Taking baby steps to start your business
June 5th, 2008 by financialgal
What do you do when you have a great idea but don’t know where to start? For instance, you may be really excited about your idea to start brewing your own jasmine tea or making organic marshmallows, but the idea just stops right there. Then what? How do you take your idea from the drawing board to a real live operation? I’ve often wondered about this myself, as I constantly pitch ideas to my husband and friends. But an article in the Small Business section of Fortune magazine about the granola company Bear Naked shows that it may be as simple as going shopping at your local grocery store.
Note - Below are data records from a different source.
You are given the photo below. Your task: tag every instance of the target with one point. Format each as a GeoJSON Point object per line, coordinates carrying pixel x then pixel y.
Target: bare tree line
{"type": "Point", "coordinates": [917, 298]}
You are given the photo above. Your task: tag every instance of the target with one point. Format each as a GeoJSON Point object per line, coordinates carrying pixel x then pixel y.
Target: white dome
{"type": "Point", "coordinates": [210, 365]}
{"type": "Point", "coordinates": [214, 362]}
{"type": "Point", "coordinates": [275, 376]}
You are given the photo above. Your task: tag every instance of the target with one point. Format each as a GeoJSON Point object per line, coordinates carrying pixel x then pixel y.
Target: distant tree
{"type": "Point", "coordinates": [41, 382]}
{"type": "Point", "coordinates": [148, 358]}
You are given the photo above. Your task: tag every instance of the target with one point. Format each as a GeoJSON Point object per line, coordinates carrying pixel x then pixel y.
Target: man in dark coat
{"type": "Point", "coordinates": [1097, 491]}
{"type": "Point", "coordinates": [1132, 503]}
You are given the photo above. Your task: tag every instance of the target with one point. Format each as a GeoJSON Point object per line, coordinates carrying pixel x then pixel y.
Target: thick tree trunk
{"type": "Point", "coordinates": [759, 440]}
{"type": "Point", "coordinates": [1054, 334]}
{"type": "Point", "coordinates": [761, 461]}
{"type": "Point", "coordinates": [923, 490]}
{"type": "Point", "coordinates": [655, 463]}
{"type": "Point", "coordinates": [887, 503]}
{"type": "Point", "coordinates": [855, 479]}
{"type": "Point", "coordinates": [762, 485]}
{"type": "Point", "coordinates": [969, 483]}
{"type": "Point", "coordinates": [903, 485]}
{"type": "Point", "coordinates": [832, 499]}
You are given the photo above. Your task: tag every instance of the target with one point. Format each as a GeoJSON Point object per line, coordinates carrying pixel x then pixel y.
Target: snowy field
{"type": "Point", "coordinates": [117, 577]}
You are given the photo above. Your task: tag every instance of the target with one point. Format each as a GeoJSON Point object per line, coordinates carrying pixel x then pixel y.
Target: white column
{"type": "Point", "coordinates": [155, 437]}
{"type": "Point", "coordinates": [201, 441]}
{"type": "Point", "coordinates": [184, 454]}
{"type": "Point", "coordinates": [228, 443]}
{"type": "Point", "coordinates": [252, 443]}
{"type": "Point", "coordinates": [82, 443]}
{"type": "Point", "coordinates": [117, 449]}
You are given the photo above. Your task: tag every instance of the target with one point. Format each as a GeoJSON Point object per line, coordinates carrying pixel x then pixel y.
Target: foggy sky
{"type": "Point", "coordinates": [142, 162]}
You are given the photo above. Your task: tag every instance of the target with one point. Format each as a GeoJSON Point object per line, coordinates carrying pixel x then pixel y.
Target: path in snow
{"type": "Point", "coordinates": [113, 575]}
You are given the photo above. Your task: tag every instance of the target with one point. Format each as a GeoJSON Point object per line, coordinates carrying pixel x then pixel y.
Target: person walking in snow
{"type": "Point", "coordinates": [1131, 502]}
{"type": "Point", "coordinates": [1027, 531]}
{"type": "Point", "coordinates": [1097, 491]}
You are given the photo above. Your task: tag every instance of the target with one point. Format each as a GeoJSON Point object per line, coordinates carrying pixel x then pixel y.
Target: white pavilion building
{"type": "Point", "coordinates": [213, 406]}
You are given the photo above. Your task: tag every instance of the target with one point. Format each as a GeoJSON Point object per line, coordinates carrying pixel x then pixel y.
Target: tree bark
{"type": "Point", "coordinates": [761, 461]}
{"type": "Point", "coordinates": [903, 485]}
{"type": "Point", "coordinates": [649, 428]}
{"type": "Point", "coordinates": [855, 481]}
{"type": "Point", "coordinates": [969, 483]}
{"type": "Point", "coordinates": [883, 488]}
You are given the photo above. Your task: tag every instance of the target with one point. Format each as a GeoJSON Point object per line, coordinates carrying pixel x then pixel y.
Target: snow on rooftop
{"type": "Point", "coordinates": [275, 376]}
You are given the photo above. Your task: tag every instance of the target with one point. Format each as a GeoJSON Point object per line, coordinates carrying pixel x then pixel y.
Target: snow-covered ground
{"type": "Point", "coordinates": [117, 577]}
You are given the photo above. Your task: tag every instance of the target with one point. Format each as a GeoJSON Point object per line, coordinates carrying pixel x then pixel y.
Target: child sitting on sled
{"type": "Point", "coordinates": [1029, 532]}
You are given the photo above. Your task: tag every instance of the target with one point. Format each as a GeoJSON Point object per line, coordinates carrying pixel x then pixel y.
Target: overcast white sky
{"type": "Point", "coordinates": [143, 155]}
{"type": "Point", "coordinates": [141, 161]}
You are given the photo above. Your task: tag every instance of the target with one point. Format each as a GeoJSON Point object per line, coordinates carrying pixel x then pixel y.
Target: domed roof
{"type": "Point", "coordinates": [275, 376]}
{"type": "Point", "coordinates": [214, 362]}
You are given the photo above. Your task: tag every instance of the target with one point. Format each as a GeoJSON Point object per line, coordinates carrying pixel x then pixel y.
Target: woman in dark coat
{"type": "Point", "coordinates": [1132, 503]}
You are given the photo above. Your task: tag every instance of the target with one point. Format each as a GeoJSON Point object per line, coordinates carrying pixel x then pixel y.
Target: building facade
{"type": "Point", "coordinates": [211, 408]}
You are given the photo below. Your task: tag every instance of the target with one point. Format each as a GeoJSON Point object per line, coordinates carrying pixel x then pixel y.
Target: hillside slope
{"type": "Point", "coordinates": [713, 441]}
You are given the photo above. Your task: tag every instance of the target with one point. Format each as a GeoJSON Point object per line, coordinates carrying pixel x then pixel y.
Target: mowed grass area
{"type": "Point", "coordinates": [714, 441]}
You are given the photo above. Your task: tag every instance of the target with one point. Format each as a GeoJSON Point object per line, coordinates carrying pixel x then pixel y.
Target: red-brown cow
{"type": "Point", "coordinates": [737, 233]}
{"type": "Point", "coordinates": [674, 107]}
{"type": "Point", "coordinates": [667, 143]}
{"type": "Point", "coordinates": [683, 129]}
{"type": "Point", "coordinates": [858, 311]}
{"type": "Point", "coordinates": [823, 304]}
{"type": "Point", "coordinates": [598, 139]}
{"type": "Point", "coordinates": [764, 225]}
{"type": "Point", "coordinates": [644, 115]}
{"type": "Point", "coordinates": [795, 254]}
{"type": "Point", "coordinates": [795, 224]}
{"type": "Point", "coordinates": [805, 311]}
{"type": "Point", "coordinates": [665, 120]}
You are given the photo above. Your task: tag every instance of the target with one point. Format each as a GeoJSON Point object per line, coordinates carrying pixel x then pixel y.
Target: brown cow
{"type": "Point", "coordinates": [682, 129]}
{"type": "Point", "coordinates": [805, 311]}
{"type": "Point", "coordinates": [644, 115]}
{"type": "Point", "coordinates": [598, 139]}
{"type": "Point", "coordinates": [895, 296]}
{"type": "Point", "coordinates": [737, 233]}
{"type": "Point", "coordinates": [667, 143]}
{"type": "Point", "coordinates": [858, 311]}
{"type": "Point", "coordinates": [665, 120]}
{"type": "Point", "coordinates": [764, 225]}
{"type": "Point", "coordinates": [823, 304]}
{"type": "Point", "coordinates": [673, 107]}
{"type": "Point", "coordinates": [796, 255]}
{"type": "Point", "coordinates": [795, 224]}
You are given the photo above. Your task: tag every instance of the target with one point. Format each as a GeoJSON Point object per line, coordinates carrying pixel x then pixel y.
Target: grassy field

Two friends, Kelly Flatley and Brendan Synnott, started Bear Naked, which makes natural granola products, in 2002. In Fortune Small Business, Flatley and Synnott describe how they took this simple idea and developed it into a multi-million dollar business. How did these two twentysomethings start out? They did the same thing we do all the time. They went to Costco. But instead of dropping hundreds of dollars on tubs of spinach tip for their personal consumption, they invested in the business. Flatley and Synnott scooped up granola ingredients like bags of nuts and gallons of honey and canola oil, so much that they scored Costco’s customer of the month title in fall 2003. Flatley and Synnott also recall that they were the accountants, distributors, kitchen cleaners, and the cooks for their product. After five scrappy years, they grew the brand so well that it reached $65 million in sales in 2007. Even better, the Bear Naked brand caught the eye of Kellogg, which bought the company last year for a whopping $60 million. Although the money is good, Flatley and Synnott describe themselves as proud parents of the brand, noting that with the sale to Kellogg, Bear Naked granola can reach an even wider audience.
Bear Naked epitomizes how perserverance and a belief in your own product can take your company to dizzying heights. It’s also a real-world example of how starting a company doesn’t have to involve fancy business plans or Silicon Valley venture capitalists. It can be as simple as taking that baby step of going to Costco and mixing up a batch of your Mom’s secret recipe.